Peety from the bit controversial Italian niche line O’Driu run by a perfumer Angelo Orazio Pregoni is an interesting creation. The authors encourage you to add 1 ml of your own urine to the bottle (filled with 99 ml of a perfume) to “personalize” it and add your own imprint. This composition opens with a very animalic and kind of urinous aroma of amber and cinnamon. This impression lasts for around 20 minutes and then it subsides, allowing Peety to turn very warm, rich and aromatic thanks to the tonka bean which was used very generously. Tonka tops the blend for at least one hour before another changes start to come up. Later you can notice some more spiciness of cinnamon and patchouli which smells like an autumn forest. Then there is this magnificent tobacco note – it’s very rich, dense and deep, slightly smoky and dry and as it spends more time on the skin it reveals a shiny layer of sweet, sticky and bit animalic honey element. The drydown is composed of smooth and creamy sandalwood with a small addition of rugged vibe from oakmoss. Peety also has a very gentle rose accord which composes really nicely with tonka and tobacco which both seem to be the strongest notes of the blend. Other notes of this scent include jasmine, mandarin orange and bitter orange. I thought that I wouldn’t like O’Driu Peety but it’s actually very pleasant after the initial phase has passed. But I would never add some pee to it. Peety launched in 2013, projects and lasts nicely.
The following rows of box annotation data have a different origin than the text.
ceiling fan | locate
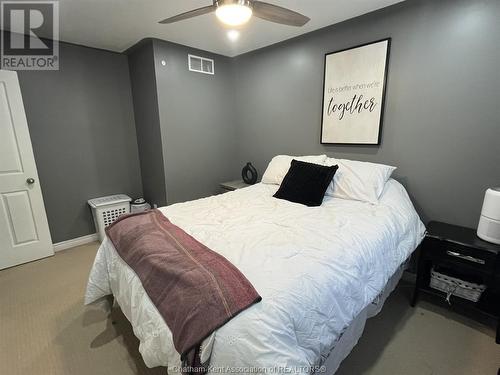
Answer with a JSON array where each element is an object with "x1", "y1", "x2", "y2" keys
[{"x1": 160, "y1": 0, "x2": 310, "y2": 26}]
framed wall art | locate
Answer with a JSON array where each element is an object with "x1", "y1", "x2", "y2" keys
[{"x1": 321, "y1": 38, "x2": 391, "y2": 145}]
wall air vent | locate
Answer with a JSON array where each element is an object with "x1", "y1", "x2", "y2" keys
[{"x1": 188, "y1": 55, "x2": 215, "y2": 74}]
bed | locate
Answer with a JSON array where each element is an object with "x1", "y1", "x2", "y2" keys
[{"x1": 85, "y1": 179, "x2": 425, "y2": 374}]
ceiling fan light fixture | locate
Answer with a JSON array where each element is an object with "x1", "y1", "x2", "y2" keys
[{"x1": 215, "y1": 0, "x2": 253, "y2": 26}]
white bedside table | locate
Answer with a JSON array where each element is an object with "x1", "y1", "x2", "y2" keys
[{"x1": 220, "y1": 180, "x2": 250, "y2": 193}]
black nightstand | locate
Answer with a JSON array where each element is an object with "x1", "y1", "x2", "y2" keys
[{"x1": 411, "y1": 221, "x2": 500, "y2": 344}]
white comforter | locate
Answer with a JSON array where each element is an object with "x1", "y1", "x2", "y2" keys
[{"x1": 85, "y1": 180, "x2": 425, "y2": 374}]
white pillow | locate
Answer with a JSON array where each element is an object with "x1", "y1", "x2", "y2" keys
[
  {"x1": 262, "y1": 155, "x2": 327, "y2": 185},
  {"x1": 325, "y1": 158, "x2": 396, "y2": 203}
]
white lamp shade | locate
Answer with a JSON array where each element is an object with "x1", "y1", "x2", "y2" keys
[{"x1": 477, "y1": 188, "x2": 500, "y2": 244}]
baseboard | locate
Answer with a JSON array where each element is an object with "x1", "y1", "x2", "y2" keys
[{"x1": 54, "y1": 233, "x2": 99, "y2": 253}]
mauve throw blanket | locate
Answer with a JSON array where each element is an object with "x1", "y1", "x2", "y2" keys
[{"x1": 106, "y1": 210, "x2": 261, "y2": 373}]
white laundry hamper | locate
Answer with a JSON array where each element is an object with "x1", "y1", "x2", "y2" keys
[{"x1": 88, "y1": 194, "x2": 132, "y2": 242}]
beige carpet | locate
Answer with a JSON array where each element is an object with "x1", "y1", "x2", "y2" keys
[{"x1": 0, "y1": 244, "x2": 500, "y2": 375}]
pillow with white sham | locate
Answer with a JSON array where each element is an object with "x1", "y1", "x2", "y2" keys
[
  {"x1": 262, "y1": 155, "x2": 327, "y2": 185},
  {"x1": 325, "y1": 158, "x2": 396, "y2": 204}
]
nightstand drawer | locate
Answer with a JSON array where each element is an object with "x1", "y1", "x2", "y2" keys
[{"x1": 426, "y1": 238, "x2": 496, "y2": 272}]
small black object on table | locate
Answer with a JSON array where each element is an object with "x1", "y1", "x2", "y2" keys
[{"x1": 411, "y1": 221, "x2": 500, "y2": 344}]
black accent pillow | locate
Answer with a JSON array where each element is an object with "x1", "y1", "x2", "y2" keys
[{"x1": 273, "y1": 159, "x2": 339, "y2": 207}]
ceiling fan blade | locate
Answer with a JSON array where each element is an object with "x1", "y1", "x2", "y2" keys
[
  {"x1": 252, "y1": 1, "x2": 311, "y2": 26},
  {"x1": 158, "y1": 5, "x2": 216, "y2": 24}
]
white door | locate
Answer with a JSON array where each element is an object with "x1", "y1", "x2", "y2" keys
[{"x1": 0, "y1": 70, "x2": 54, "y2": 269}]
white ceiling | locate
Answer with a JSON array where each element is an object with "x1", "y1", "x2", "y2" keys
[{"x1": 52, "y1": 0, "x2": 402, "y2": 56}]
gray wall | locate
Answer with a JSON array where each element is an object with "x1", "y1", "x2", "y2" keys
[
  {"x1": 127, "y1": 39, "x2": 167, "y2": 206},
  {"x1": 153, "y1": 40, "x2": 236, "y2": 204},
  {"x1": 233, "y1": 0, "x2": 500, "y2": 227},
  {"x1": 18, "y1": 43, "x2": 142, "y2": 242}
]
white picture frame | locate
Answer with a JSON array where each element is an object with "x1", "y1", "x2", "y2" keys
[{"x1": 320, "y1": 38, "x2": 391, "y2": 145}]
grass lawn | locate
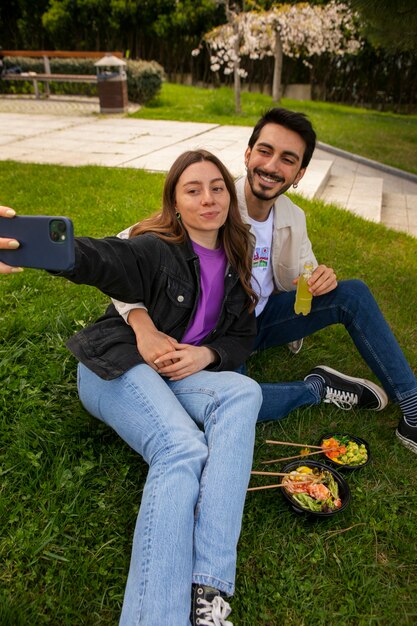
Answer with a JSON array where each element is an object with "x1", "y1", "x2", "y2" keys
[
  {"x1": 0, "y1": 162, "x2": 417, "y2": 626},
  {"x1": 132, "y1": 83, "x2": 417, "y2": 174}
]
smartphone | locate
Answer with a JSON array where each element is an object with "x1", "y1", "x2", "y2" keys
[{"x1": 0, "y1": 215, "x2": 75, "y2": 271}]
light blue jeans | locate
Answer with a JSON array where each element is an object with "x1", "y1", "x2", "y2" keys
[
  {"x1": 78, "y1": 364, "x2": 262, "y2": 626},
  {"x1": 252, "y1": 280, "x2": 417, "y2": 422}
]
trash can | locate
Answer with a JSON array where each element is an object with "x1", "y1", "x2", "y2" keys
[{"x1": 94, "y1": 54, "x2": 128, "y2": 113}]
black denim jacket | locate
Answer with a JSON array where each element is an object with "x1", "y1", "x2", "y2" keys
[{"x1": 58, "y1": 233, "x2": 256, "y2": 380}]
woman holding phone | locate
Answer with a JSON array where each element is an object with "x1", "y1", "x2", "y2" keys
[{"x1": 0, "y1": 150, "x2": 262, "y2": 626}]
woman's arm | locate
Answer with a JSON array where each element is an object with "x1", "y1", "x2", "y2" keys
[
  {"x1": 60, "y1": 236, "x2": 160, "y2": 302},
  {"x1": 0, "y1": 206, "x2": 23, "y2": 274}
]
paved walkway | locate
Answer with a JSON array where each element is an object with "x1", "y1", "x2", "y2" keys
[{"x1": 0, "y1": 96, "x2": 417, "y2": 235}]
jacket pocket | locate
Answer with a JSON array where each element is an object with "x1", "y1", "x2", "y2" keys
[{"x1": 166, "y1": 276, "x2": 195, "y2": 309}]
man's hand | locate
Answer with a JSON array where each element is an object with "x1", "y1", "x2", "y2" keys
[
  {"x1": 0, "y1": 206, "x2": 23, "y2": 274},
  {"x1": 293, "y1": 265, "x2": 337, "y2": 296},
  {"x1": 154, "y1": 343, "x2": 218, "y2": 380},
  {"x1": 127, "y1": 309, "x2": 178, "y2": 371}
]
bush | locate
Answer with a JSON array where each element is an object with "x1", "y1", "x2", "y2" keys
[
  {"x1": 126, "y1": 61, "x2": 165, "y2": 104},
  {"x1": 0, "y1": 57, "x2": 164, "y2": 104}
]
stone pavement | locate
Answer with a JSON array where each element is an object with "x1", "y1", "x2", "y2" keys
[{"x1": 0, "y1": 96, "x2": 417, "y2": 236}]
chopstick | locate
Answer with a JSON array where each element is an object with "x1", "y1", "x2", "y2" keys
[
  {"x1": 248, "y1": 470, "x2": 316, "y2": 491},
  {"x1": 262, "y1": 448, "x2": 338, "y2": 465},
  {"x1": 251, "y1": 470, "x2": 301, "y2": 476},
  {"x1": 248, "y1": 483, "x2": 285, "y2": 491},
  {"x1": 265, "y1": 439, "x2": 322, "y2": 450}
]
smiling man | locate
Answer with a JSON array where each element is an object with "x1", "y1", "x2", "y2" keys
[{"x1": 231, "y1": 108, "x2": 417, "y2": 453}]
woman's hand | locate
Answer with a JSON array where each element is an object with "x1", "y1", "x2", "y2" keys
[
  {"x1": 154, "y1": 343, "x2": 218, "y2": 380},
  {"x1": 128, "y1": 309, "x2": 178, "y2": 371},
  {"x1": 0, "y1": 206, "x2": 23, "y2": 274}
]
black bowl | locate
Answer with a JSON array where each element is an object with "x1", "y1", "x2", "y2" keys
[
  {"x1": 281, "y1": 459, "x2": 350, "y2": 518},
  {"x1": 318, "y1": 433, "x2": 371, "y2": 470}
]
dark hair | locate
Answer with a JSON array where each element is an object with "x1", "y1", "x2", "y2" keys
[
  {"x1": 248, "y1": 107, "x2": 316, "y2": 167},
  {"x1": 129, "y1": 150, "x2": 258, "y2": 311}
]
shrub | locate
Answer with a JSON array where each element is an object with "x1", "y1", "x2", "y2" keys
[{"x1": 126, "y1": 61, "x2": 165, "y2": 104}]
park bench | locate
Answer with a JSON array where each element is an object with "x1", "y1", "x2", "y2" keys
[{"x1": 1, "y1": 50, "x2": 123, "y2": 99}]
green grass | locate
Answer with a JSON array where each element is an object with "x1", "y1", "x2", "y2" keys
[
  {"x1": 132, "y1": 83, "x2": 417, "y2": 174},
  {"x1": 0, "y1": 162, "x2": 417, "y2": 626}
]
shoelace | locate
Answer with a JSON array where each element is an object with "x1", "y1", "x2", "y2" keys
[
  {"x1": 196, "y1": 596, "x2": 233, "y2": 626},
  {"x1": 323, "y1": 387, "x2": 358, "y2": 411}
]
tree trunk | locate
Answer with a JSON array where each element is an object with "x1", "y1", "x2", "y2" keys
[
  {"x1": 233, "y1": 20, "x2": 242, "y2": 114},
  {"x1": 272, "y1": 29, "x2": 282, "y2": 102}
]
Soleil Liquide is a fragrance from American perfume brand Memoire Liquide. It’s a very simple and minimalistic perfume which is ideal for the summertime. The fragrance opens with a big dose of neroli which brings a tidal wave of white flowers – intensive, saturated and bright. Very shortly the scent becomes more and moe citrusy. At first it brings the tart kind of citrus smell – this was provided by the grapefruit note. This stage is very aromatic and it allows you to smell both the rind and the juicy pulp of the fruit. The tart and bittery feeling becomes weaker with time and it actually starts to become sweeter later. Blood orange adds a little bit of red color to the blend, bringing the fizzy impression that is very nice and uplifting. The softness and juiciness of tangerine is the final element of this juicy citrus cocktail. In the drydown the composition still smells of citrus and neroli but it also becomes more sheer, airy and light with the hefty dose of white musk placed on a sandalwood base which is just as sheer and light. Nice and easy to wear composition for a sunny day. This scent is from 2009.
Oriza L. Legrand Jardins d’Armide is a very classicistic perfume originating from 1909 year. The fragrance was reissued in 2013 when the brand was reborn. Right from the opening this scent has a feminine vibe. It starts with a lot of powdery notes that are dry and sweet. They bring to mind the associations with rice powder, talcum, chalk and also iris. I suppose that the violet accord in this perfume is also partially powdery. Later I smell some dewy rose slightly spiced with the smell of carnations. Tonka bean adds a nice aromatic effect, sweetened with almonds. The aromatic facet slowly evolves into more woody feeling when orris root becomes more intensive. After a few hours I start to smell something citric and light. I thought it was lemon at first but it turned out that it’s the orange blossom packed with some citric qualities. Jardins d’Armide also features wisteria accord. I have never seen or smelled wisteria so I have no idea what kind of scent it gives. After many hours this Oriza L. Legrand fragrance smells of sweet and luminous honey and very light, airy and creamy musk. The sillage if this composition is quite toned down while longevity is very good. This scent has a decadent vibe to it and it feels very feminine.
Fragrance Republic FR! 01/08 is, in my opinion, the best out of eight scents they launched by far. It’s composition starts with a very delicate and fuzzy fruity smell of apricot which becomes stronger within next 20 minutes. Then it slowly turns more green revealing the tea like qualities of osmanthus. The feeling is very sensual and also summery, like someone just served you a light breakfast consisting of seasonal fruit and lightly-brewed tea. The progress of the perfume highlights the tea note earlier, adding it more power and some verdancy as well. This is also joined by the citrus scents of lemon and bergamot – they both give a happy and juicy smell to the composition. After 3 hours it becomes crispy and a bit aquatic because of the violet leaves. The drydown has some orange flower and sambac jasmine which doesn’t bring the indolic aroma but the white floral tones, piqued by neroli. Patchouli in the finale adds more depth and provides a decent lasting power. Perfumer Jean-Christophe Herault has performed a really nice chypre for Fragrance Republic.